I’m given two string arrays, words1 and words2. A string b is a subset of string a if all characters in b appear in a with at least the same frequency. I need to find all strings in words1 that are universal, meaning every string in words2 is a subset of them. I need to return those universal strings from words1 in any order.
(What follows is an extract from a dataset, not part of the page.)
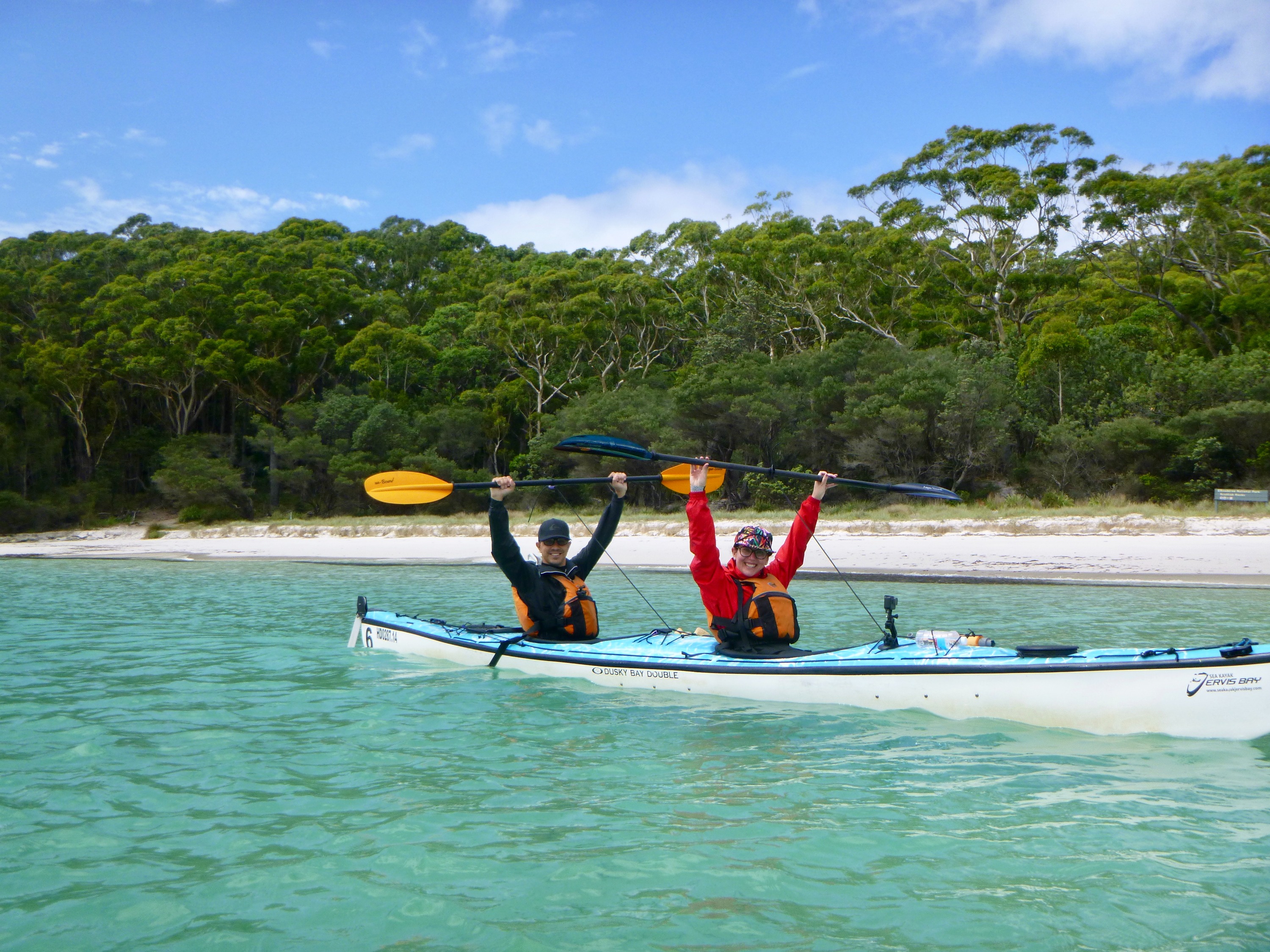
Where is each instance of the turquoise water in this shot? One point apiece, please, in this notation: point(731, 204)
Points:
point(193, 759)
I've written a function to find universal words from two lists, words1 and words2. The function uses a hashmap to store character frequencies from words2 and then checks each word in words1 against these frequencies. The code passed all the test cases but I am confused about analyzing time complexity.
For time complexity:
Processing all words in words2 takes O(m * k), where m = length of words2 and k = average word length. Checking all words in words1 involves O(n * 26), where n = length of words1, and 26 is the max number of hashmap keys (a-z).
If I consider the count() in both the loops it will make whole time complexity O(m * k^2 + n*k). Is this the correct analysis?
def wordSubsets(self, words1: List[str], words2: List[str]) -> List[str]:
ans = []
hmap = {}
for i in words2:
for j in i:
if j in hmap.keys():
hmap[j] = max(hmap[j], i.count(j))
else:
hmap[j] = i.count(j)
for j in words1:
flag = True
for k in hmap.keys():
if hmap[k] > j.count(k):
flag = False
break
if flag:
ans.append(j)
return ans
Indeed, the call of count
represents O(𝑘) time complexity, as it needs to scan all letters in the given word. So this makes the first loop's time complexity O(𝑚𝑘²).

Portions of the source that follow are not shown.